Trading was similar in the mainland. The Shanghai Composite Index (SHA:000001) eked out a gin of +2.35 points or +0.08% at the close. Auto and construction materials underperformed on stimulus exit. Shares of SAIC Motor (SHA:600104), GM's Chinese partner and the largest Chinese auto maker fell -2.9%. The largest Chinese property developer, China Vanke (SHE:200002) fell -1.2%.
Most of the pressure comes from the latest economic data. Inflation accelerated to 2.7% vs. estimated 2.5%. But wages increase and food price increase may push the barometer to 5% by the end of the year, according to Credit Suisse. This implies that interest rates have to go higher, pressuring equity markets in the short run.
According to the latest round of economic data, industrial output increased 20.7% in January-February 2010 to a new five year record. Urban real estate investment increased 22.6% compared to last year while retail sales surged 17.9% the same time. While most economists agree that some of the gains are attributed to a relatively low comparison base due to the height of the global economic crisis a year ago, yet the numbers are still impressive by global standards.
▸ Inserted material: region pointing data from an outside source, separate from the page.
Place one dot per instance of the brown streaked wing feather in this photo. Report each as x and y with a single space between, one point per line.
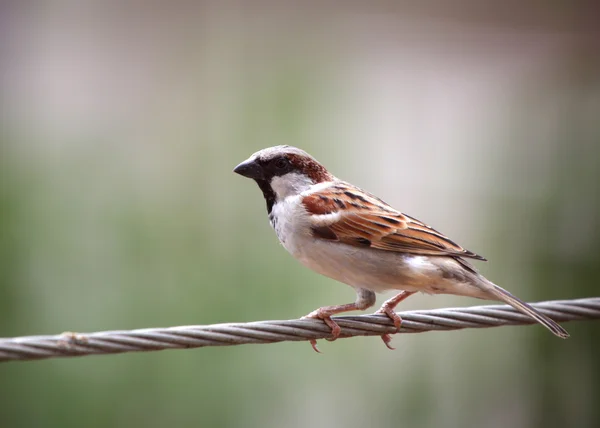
367 220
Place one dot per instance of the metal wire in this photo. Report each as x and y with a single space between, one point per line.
196 336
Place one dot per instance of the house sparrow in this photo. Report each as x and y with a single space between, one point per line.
347 234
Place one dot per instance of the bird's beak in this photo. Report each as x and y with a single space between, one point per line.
250 168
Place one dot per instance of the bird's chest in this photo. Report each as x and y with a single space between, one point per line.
286 219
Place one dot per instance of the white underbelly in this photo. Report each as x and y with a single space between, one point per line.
379 270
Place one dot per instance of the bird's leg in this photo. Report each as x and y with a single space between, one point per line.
364 299
388 309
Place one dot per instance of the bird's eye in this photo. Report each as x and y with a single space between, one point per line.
281 163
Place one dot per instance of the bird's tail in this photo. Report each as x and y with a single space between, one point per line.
503 295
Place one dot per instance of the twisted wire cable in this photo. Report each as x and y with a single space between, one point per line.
260 332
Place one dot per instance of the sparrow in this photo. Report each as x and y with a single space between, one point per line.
347 234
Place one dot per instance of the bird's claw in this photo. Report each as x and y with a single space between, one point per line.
396 319
335 328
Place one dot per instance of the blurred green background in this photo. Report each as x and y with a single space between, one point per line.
119 128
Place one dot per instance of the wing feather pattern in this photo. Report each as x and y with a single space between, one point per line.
364 219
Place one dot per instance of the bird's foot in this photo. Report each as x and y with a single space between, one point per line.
324 315
396 319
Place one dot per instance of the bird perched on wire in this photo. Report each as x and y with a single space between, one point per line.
352 236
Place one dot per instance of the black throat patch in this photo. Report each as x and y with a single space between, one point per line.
268 193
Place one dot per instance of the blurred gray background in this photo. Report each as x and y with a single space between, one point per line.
120 125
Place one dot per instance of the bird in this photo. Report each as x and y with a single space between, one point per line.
347 234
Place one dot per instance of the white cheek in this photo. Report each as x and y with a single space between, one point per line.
290 184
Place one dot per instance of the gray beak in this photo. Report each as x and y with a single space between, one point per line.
250 168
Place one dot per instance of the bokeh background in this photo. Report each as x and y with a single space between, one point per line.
120 124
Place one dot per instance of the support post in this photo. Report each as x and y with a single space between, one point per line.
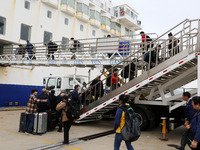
198 68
All signs point to a direction that China will exit stimulus rather sooner than later, raising the level of uncertainty in equity markets.
Chinese stocks listed on American soil have been less volatile lately, as evidenced by the significant drop in the number of overbought China ADRs. Earnings remain in focus with UTStartcom (NASDAQ:UTSI) and China Sunergy (NASDAQ:CSUN) reporting today.
Most Chinese indices have been trading in a narrow range looking for a direction. The significant advance in the 10-year Treasuries is a sign that confidence increases towards the U.S. economy. The number of foreclosures fell to the lowest level in year, suggesting the worst may be over on the home front.